So I had a doctor visit this past Friday for a routine checkup (all was well). While I was out and in the neighborhood......give or take about twenty-five miles.....I decided to stop by The Little Big Store, where I found those great deals during the summer. I had been planning to return for a couple of weekends, but things didn't work out, so I decided to make it work out while I had a chance.
I was really glad that I did, because they had some "new" old albums to choose from this time around. I had a couple that I was intending to purchase if they were still there when I returned, and I did, but there were some other great selections that I picked up while I was there. Let's check out a couple of them, why don't we......
In the 40's and 50's, he played electric blues in Chicago, recording for Chess and J.O.B. among others, but returned to his roots in the 60's and 70's, playing in solo acoustic format on many of his albums. I've picked up several Johnny Shines albums at The Little Big Store over the past few months and I left Traditional Delta Blues, hoping it would be there for my next visit. Thank goodness it was still there.

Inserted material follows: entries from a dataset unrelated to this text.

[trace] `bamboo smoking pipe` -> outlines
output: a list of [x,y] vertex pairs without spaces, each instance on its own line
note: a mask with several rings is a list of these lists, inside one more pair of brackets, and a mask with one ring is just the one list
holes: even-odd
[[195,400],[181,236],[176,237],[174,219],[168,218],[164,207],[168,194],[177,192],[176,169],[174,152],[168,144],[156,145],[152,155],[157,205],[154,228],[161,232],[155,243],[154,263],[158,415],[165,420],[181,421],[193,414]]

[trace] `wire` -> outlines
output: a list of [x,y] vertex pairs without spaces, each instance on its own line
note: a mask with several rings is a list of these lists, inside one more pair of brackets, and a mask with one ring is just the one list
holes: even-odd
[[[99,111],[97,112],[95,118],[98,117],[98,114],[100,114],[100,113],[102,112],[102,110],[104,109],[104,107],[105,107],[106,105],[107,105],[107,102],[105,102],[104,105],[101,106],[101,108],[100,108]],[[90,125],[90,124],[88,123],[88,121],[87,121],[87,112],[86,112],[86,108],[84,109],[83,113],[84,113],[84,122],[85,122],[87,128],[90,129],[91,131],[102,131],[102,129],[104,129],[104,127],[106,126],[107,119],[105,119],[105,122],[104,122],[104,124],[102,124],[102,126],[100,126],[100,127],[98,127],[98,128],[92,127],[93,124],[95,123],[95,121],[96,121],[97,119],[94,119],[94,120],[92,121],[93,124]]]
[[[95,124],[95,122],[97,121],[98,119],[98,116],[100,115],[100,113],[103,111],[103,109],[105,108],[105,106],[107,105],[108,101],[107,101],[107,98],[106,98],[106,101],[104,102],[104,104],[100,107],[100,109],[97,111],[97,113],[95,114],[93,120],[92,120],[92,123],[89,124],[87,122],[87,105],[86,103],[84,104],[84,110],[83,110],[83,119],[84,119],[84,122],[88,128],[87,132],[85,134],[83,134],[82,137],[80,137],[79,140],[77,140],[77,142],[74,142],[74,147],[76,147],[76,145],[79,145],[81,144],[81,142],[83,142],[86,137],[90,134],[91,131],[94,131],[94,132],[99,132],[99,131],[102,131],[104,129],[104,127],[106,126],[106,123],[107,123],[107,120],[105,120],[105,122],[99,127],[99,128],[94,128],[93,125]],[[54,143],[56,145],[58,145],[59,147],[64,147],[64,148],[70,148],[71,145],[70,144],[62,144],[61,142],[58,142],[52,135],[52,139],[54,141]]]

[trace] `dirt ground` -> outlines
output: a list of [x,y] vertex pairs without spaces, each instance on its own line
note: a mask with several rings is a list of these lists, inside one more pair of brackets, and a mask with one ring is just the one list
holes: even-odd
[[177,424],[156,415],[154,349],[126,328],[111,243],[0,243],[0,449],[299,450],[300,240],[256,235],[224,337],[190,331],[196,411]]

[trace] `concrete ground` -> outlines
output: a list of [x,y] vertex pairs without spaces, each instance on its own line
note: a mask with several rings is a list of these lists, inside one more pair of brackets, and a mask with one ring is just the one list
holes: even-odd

These 14 sides were recorded in the early 70's, but I'm not sure if they were ever released until the early 90's by Biograph Records, the liner notes don't really say. I don't understand why such great music sits on the shelf for so long, but I guess that's the music business. Anyway, Shines covers several of Robert Johnson's songs ("Milk Cow Blues," "Dynaflow Blues," and "Tell Me Mama," which Shines learned from Johnson, who never recorded it). He also covers Charley Patton's "Pony Blues," "Sitting On Top Of The World" (from the Mississippi Sheiks), and Memphis Minnie's "Bumble Bee," allegedly the first song Shines ever learned to play. It's a great set of Delta blues and one of Shines' many excellent recordings.
One of the new finds was an album that I had been long been in search of. I first heard Skip James via his Vanguard recordings in the mid-60's, but the sides recorded on Greatest of the Delta Blues Singers (also on Biograph Records), done just a couple of months after James' incredible appearance at the 1964 Newport Folk Festival, preceded his first Vanguard album by about a year.
James re-recorded six of his classic 1931 sides for this session and introduced six new songs, several of which described his ongoing battle with cancer (which eventually claimed his life in 1968). Those sides are especially powerful and somber.......James' brand of blues were really blues at times....not exactly dance tunes or singalongs, which might have explained why his Paramount recordings of the 30's didn't sell that well.
Still, while his guitar playing had declined a bit over the 30 year span, his vocals were even more powerful and expressive than they had been. Listening to him is guaranteed to induce chill bumps, especially late at night. While I love the Vanguard recordings for their amazing clarity and James' performances, I would put these recordings on the same level as those. If you can't find this version, Biograph actually re-released it in the early 2000's as Hard Time Killing Floor Blues, with the songs in different playing order (that track is just killer on the Biograph or Vanguard albums...check it out below). Either version is worth a listen and a great introduction to Skip James' music.